The documentary begins with footage from the Paris concert which was interrupted by machine-gun-toting Islamic State terrorists. The men stormed into the Bataclan on Nov. 13, 2015, and opened fire, killing 89 people and leaving countless more wounded. While the band members were able to escape as the shooters reloaded, they witnessed a good deal of the carnage.

From there, the doc flashes back to the relationship between bandmates Jesse Hughes and Josh Homme. Hughes relates how, as a teenager, Homme saved him from bullies at a pool party, forever cementing the bond between the pals.

Hanks also provides footage of the group joining U2 on a stage in Paris three weeks after the attacks and documents the Eagles of Death Metal as they return to Paris in 2016 for a show at the Olympia.

Finally, Hanks interviews a handful of survivors who recall the Bataclan attack and gather together to “finish the show,” as one puts it, at the Olympia.

In many ways, the theme of the movie is a simple one: music heals.

“Josh says it in the movie,” notes Parry. “He says that music has always saved them and always healed them.”

In the end, Parry believes “Eagles of Death Metal” imparts a positive and uplifting message.

“No one should be able to take away your joy of going to concerts and going to clubs. In this world where shootings keep happening, I think of the movie as a little piece of hope. ... I’m very proud of it.”

Parry has had a long relationship with actor/director Colin Hanks, whose father is Tom Hanks. While a producer at Adam Sandler’s Happy Madison Productions, she cast him in “The House Bunny” alongside Emma Stone and Anna Faris.

After “House Bunny,” Parry and Hanks remained friends and he invited her to the premiere of his first documentary “All Things Must Pass,” a look at the rise and fall of the Tower Records chain. At the movie’s premiere party, Hanks’ pals, the Eagles of Death Metal, played a concert in the parking lot of Tower’s now-shuttered Sunset Blvd store.

Not long afterwards, at her birthday party, Parry asked Hanks how the band members were coping with the Bataclan attack.

“When I asked Colin how his friends were doing, he said, ‘They’re not great,’” recalls Parry. “And then he told me that they were about to go back to Paris for their tour and he was thinking of documenting them.”

“I said, ‘That’s a great story. We have to make a story about how when life knocks you down, you get back up. And how important it is not to fear terrorists but to go live your life. I told him, ‘That would make a great movie.’”

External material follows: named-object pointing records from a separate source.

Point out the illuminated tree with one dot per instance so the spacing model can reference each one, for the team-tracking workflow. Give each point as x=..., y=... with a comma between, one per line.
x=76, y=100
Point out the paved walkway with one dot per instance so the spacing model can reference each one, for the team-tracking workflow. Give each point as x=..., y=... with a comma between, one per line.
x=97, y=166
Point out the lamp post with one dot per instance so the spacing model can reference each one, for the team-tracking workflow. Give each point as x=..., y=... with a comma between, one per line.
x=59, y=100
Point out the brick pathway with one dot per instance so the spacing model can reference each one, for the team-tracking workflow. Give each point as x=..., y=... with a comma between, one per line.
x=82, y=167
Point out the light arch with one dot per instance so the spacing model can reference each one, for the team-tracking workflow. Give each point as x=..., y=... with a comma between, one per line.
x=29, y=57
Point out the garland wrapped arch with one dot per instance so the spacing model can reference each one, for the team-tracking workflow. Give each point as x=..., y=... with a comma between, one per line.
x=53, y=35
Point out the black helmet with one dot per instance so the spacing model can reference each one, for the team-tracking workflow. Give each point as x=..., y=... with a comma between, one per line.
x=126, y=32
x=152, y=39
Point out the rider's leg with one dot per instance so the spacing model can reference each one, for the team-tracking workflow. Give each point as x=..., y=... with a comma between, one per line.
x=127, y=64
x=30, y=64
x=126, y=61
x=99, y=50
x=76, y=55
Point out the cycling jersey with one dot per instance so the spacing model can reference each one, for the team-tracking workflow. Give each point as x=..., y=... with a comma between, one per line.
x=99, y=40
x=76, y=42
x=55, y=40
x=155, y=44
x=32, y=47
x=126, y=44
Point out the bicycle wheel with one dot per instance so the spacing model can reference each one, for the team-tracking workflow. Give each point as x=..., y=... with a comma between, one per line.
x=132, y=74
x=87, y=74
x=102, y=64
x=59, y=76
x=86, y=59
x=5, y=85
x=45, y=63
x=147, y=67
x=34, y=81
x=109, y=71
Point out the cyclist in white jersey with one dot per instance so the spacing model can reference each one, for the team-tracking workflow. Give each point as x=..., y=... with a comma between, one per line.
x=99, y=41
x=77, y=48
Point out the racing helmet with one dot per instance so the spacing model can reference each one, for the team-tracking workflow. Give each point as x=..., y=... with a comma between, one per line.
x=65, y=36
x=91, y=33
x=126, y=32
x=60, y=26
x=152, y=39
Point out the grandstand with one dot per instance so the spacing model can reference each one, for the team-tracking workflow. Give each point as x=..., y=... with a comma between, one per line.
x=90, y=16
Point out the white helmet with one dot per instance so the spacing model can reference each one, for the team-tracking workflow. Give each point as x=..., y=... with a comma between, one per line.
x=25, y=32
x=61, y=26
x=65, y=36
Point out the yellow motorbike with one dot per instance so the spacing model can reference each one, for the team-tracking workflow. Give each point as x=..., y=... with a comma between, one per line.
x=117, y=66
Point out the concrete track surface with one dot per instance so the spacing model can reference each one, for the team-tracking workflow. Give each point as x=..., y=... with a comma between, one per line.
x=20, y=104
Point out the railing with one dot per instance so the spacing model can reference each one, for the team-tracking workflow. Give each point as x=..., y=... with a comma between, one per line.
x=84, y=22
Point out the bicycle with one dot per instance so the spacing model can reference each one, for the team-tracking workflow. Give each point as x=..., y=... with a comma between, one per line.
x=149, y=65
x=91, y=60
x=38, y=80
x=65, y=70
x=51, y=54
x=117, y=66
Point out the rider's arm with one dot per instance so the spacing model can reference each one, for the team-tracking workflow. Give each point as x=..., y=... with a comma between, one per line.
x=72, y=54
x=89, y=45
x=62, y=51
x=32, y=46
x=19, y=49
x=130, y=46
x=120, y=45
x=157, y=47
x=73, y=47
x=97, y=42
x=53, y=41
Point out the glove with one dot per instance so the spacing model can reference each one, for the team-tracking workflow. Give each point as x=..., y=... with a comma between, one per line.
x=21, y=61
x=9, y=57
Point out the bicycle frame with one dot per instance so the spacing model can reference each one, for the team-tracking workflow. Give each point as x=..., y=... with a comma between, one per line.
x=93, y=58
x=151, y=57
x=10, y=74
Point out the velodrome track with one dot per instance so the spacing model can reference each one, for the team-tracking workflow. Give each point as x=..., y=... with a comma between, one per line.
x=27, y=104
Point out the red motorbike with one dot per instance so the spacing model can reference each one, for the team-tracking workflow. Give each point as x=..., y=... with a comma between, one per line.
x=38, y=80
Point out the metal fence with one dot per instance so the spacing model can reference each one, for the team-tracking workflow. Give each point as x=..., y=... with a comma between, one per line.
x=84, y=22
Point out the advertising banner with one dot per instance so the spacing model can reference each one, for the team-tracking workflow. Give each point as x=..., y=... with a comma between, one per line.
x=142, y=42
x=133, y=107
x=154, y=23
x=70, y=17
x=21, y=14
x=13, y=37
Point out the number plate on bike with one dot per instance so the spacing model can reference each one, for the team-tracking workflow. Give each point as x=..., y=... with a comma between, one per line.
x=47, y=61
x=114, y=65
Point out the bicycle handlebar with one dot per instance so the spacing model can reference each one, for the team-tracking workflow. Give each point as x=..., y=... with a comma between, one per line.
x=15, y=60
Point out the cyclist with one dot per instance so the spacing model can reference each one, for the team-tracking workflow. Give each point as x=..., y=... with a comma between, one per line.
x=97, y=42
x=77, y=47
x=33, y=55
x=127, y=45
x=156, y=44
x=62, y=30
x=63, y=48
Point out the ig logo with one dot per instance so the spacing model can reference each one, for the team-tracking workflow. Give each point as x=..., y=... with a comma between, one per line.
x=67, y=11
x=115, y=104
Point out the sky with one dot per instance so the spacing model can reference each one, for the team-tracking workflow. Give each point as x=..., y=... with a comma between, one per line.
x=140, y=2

Hanks listened to Parry’s advice and accompanied the Eagles of Death Metal for their February 2016 show in Paris, the band’s first headlining performance in the city since the attacks. “Colin was the perfect guy to direct the movie because he’s the biggest music fan,” says Parry. “He loves music. He’s incredibly thoughtful and passionate. And these guys were his friends.

“He was very determined not to let the band down. He didn’t want to let anyone involved with the shows down. He was very conscious of the weight that was on his shoulders.”